Amid our post-industrial era of the American economy, the rise of the digital realm proved to be the leading edge of our country’s technological primacy. The dawn of Facebook, Twitter, YouTube, Instagram, Snapchat, and other social networks usher in new communication platforms and, more importantly, new ways to earn a living.
Platform revenue sharing and third-party sponsorships made making a living from creating content online possible for the first time.
In the early years of these social platforms, it was easy to be discovered by potential fans and build a following. Yet paradoxically, as these platforms grew in daily and monthly active users, it became harder for new creators to build a following of their own. The content recommendation algorithms on these platforms 1) would change without notice, 2) favored creators with larger fan bases, and 3) had (and still have) inconsistent demonetization policies. Therefore, newer creators would struggle to establish a presence unless you were one of the first on the platform.
We’ve already seen evidence of individual creators building a massive audience, such as my article, “The Rehabilitation of Cameron Dallas,” featuring the man himself.
Enter TikTok. The short-form video social media app blew up shortly after Chinese company ByteDance acquired TikTok’s predecessor, musicall.ly, in a bid for the parent company’s goal of global expansion.
TikTok was a stunning success from the start. Immediately, one could see its similarities with the defunct platform Vine, with its initial limit of 15 seconds (compared to Vine’s of six initially). (TikTok now allows for videos up to ten minutes in length to be uploaded to its service.)
(In my mind, TikTok is what Vine could, and maybe should, have been. But that’s an argument for another time. Vine walked so TikTok could run!)

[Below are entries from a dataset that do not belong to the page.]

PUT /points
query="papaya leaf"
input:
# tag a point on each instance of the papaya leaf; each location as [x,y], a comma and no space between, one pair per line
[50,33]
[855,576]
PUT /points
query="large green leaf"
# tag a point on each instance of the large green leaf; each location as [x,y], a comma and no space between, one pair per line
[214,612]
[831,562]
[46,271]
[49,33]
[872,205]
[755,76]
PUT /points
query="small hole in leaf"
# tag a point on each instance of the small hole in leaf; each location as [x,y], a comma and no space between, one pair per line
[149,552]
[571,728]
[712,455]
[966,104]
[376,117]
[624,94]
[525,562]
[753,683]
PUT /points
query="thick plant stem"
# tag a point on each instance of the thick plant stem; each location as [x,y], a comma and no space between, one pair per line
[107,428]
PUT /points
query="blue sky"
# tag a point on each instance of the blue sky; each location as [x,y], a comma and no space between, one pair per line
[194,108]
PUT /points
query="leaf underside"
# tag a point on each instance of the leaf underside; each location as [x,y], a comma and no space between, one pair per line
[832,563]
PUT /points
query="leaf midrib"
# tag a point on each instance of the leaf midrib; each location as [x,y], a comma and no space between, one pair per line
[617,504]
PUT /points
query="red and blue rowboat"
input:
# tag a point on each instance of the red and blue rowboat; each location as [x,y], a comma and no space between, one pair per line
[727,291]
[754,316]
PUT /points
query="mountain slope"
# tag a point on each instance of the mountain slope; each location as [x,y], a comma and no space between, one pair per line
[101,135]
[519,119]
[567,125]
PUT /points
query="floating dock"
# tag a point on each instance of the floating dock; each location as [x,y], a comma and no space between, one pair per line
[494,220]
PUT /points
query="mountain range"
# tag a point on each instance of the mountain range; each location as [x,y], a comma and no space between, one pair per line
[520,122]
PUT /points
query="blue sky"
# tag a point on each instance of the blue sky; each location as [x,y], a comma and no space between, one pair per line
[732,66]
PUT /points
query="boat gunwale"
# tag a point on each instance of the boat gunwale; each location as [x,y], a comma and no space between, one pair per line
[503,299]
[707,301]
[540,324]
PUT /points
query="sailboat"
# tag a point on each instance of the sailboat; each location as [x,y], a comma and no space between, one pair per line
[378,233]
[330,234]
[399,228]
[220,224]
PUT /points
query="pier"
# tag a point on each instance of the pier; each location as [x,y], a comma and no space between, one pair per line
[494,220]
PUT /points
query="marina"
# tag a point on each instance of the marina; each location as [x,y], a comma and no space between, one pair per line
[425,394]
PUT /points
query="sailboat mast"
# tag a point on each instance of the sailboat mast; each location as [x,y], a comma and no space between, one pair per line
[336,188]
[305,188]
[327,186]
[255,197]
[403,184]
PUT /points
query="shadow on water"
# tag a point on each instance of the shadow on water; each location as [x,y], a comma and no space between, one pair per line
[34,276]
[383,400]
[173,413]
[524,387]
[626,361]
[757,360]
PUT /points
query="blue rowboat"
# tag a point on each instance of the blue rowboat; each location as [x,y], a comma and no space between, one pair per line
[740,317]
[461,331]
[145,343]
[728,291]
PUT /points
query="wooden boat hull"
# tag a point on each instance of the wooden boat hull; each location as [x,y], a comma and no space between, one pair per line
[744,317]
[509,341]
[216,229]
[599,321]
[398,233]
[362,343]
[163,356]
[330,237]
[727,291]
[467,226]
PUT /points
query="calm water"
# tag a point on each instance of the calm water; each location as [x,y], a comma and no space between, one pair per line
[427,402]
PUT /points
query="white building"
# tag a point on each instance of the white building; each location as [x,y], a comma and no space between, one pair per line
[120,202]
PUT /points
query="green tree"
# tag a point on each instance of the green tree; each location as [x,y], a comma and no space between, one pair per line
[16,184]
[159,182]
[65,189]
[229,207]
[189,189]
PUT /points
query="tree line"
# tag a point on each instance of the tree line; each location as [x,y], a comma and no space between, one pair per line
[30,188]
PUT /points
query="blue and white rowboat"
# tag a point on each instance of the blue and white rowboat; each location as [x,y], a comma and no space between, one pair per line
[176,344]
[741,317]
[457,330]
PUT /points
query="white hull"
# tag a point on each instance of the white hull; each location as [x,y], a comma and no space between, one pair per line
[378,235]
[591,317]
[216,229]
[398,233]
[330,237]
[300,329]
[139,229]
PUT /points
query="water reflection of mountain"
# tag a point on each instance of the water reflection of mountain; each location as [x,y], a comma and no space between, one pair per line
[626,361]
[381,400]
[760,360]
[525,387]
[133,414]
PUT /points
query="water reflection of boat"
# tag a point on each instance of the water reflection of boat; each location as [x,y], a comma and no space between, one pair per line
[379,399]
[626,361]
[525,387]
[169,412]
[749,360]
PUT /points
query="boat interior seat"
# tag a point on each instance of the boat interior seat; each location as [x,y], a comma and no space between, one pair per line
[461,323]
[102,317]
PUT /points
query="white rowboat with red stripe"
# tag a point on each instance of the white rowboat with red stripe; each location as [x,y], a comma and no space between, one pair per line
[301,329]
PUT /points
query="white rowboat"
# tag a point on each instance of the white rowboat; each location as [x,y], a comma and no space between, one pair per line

However, what made TikTok so disruptive was its content recommendation algorithm. There have been many an article examining how it works, but its results can’t be denied. TikTok’s stream of content is so well tailored to your tastes the app serves warnings to its users, suggesting they take a break.
TikTok’s most fascinating triumph is now its algorithms help fans find the content and, thus, the content creators they should follow. It’s incredible how the app allows creators to blow up rapidly, and yet at the same time, there isn’t one major trend of a genre of content dominating user feeds.
TikTok has the best of both worlds: efficient discovery for both its viewers and creators and an extremely diverse set of content to serve user feeds to rapidly experiment and see what viewers will latch onto to keep their eyeballs on the screen.
It’s TikTok’s incredible success in the face of behemoths such as Facebook, Snapchat, YouTube, and Instagram represents the promise of the Creator Economy.
The wide variety of diverse types of content that go viral on TikTok reflects the potential that anyone could potentially make a living online, assuming they are able to monetize their newfound audience successfully.
Unfortunately, the Chinese-owned app struggles like other platforms to help its creators monetize. It’s rolled out a few different monetization initiatives, but none have stuck yet. TikTok only generated $4B in advertising revenue last year.
Creators who do not want to rely on unstable income from these platforms turn to their fans for money through subscription platforms like Subify, Fanfix, and Patreon, not to mention Instagram and YouTube’s own subscription functionality, respectively. They also go on to use link-in-bio companies like Pillar, Linktree, Beacons.ai, and others as a way to centralize their social media handles and presence across various platforms.
It’s clear that the missing link between discovery and monetization is community. In this stage of social media, it is not about who has the biggest audience anymore, but who can cultivate the most relevant audience for their own content.
TikTok, as a tool, is an incredible discovery mechanism helping your content gets viewed by the viewers you want to attract as a creator.
Fanfix and similar subscription platforms work best after you have established a following.
But how do you take your following and turn it into a community?
That’s the billion-dollar question in the nascent Creator Economy. If it becomes effortless to convert followings into communities (which then can be monetized!), then more and more individuals have the potential to become creators themselves, which then makes the phrase “Creator Economy” a true, material reality. People like myself, who have worked regular jobs for the majority of their careers, can find opportunities to turn their creative passion into a full-time calling.
From my last piece of professional writing:
“Becoming a creator isn’t without risk; many burgeoning creatives face financial instability in the early stages of their career and a lack of benefits commonplace in traditional forms of employment. The material foundation for this future of creative self-employment does not exist. However, Dallas’s incarnation as a creator and resurrection as a founder is the Revelation of the Creator Economy’s immanent presence.”
In TikTok, I find the Creator Economy’s salvation. The question becomes: who will build the technologies to deliver this promising future?
If Cameron Dallas and other massive content creators’ success prove the possibility of the Creator Economy, then I want to realize its viability as a writer creating content.